Noch vor der vollständigen Fertigstellung des Riesenrads erfolgt die erste Teilabnahme des 45 Meter hohen Wahrzeichens im Spreepark. Dabei wird das montierte Rad zunächst auf seine Laufruhe und die korrekte Ausrichtung geprüft. Anschließend werden einzelne Gondeln angebracht – darunter eine Mustergondel für die spätere Serienfertigung sowie zehn nicht mehr einsetzbare historische Gondeln. Die Gondeln werden zur Simulation von Fahrgästen mit Gewichten belastet, um die Tragfähigkeit und die Stabilität der Aufhängungen zu testen. Zusätzlich werden die Brems- und Antriebssysteme kontrolliert, um sicherzustellen, dass alle sicherheitsrelevanten Funktionen unter realistischen Bedingungen einwandfrei arbeiten. Ziel dieser frühen Prüfung ist es, mögliche Schwachstellen rechtzeitig zu erkennen und spätere Umbauten zu vermeiden.

Das ist nicht die erste Kontrolle der wiederverwendeten Teile: Seit dem Abbau 2021 unterzieht sich das Riesenrad einem fortlaufenden Prüfprozess des TÜV Süd für einen sicheren und nachhaltigen Wiedereinsatz im Rahmen der Transformation. So wurden bereits in der Sanierungsphase alle wieder verbauten Originalteile geprüft – einschließlich der Qualität der Schweißnähte, der präzisen Einhaltung der vorgesehenen Maße sowie der vollständigen Dokumentation. So ist gewährleistet, dass die Konstruktion den hohen Sicherheitsanforderungen entspricht.

Das neue, alte Riesenrad

Das neue Riesenrad wird nicht wie früher in der Mitte des Wasserbeckens verankert, sondern schwebt künftig über dem Wasser. Möglich macht dies eine innovative Konstruktion aus Stützen und Spannseilen am Rand des künftig kreisrunden Beckens. Das Rad scheint dadurch über der Wasserfläche zu schweben und eröffnet den Gästen am höchsten Punkt einen Rundumblick aus 45 Metern Höhe. Die Gestaltung der Anlage greift Elemente der historischen Riesenräder von 1969 und 1989 auf und interpretiert sie neu – ein Hybrid, der die Aspekte des alten und des neuen Parks miteinander verbindet. Ein zentrales Ziel war die Wiederverwendung von rund 90 Tonnen Stahl aus dem früheren Riesenrad.

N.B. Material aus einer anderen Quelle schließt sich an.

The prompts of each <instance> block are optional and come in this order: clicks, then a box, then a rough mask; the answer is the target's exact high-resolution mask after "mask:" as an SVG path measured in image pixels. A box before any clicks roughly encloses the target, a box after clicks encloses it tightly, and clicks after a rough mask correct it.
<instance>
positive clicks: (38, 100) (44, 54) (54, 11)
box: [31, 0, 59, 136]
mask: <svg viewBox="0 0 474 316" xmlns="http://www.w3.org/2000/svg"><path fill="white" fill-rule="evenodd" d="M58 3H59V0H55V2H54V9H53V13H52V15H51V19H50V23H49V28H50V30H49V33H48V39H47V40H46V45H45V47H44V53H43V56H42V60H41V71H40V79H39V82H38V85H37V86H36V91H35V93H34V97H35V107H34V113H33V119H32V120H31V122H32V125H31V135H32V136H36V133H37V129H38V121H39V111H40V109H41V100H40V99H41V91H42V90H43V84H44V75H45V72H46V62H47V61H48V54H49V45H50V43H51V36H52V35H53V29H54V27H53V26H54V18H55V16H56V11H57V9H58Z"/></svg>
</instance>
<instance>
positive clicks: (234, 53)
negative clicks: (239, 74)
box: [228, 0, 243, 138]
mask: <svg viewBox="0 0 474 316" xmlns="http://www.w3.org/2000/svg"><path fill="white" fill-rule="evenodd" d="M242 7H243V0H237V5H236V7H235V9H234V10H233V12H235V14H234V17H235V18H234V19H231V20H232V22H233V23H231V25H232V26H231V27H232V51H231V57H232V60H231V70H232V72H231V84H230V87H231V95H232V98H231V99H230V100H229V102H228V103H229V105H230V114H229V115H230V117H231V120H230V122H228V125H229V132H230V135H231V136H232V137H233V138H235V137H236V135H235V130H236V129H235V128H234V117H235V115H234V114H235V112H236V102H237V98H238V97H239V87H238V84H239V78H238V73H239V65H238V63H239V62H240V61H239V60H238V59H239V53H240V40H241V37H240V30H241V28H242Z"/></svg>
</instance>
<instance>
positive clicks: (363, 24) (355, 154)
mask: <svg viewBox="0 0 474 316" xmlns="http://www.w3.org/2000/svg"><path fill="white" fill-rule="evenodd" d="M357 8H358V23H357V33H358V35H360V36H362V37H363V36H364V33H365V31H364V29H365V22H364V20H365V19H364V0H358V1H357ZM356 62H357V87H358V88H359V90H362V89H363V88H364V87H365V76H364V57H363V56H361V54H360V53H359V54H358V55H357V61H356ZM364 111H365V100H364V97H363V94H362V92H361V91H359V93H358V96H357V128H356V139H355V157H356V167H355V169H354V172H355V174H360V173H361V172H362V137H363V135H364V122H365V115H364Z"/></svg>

Diese Maßnahme spart gegenüber einem vollständigen Neubau etwa 200 Tonnen CO₂ ein.

Nachdem die Stahlkonstruktion des Riesenrads aufgebaut und die erste Teilabnahme abgeschlossen wurde, folgen Schritt für Schritt die weiteren Arbeiten. Noch in diesem Jahr wird die Ein- und Ausstiegsplattform montiert. Anfang 2026 beginnt die Produktion der neuen Gondeln, die dann im Herbst 2026 in den Radkranz eingehängt werden sollen. Abschließend erfolgt die Prüfung aller sicherheitsrelevanten Systeme und die Endabnahme, so dass das Rad zur Eröffnung vollständig einsatzbereit ist.

Falls Sie sich fragen, warum die Steuern- und Abgabenlast in Deutschland zu den weltweit höchsten gehört und erdrückende Dimensionen angenommen hat: Die aufwändige Sanierung und Neugestaltung des Spreeparks inkl. Riesenrad und Wasserbecken wird aus Steuern bzw. Schulden bezahlt.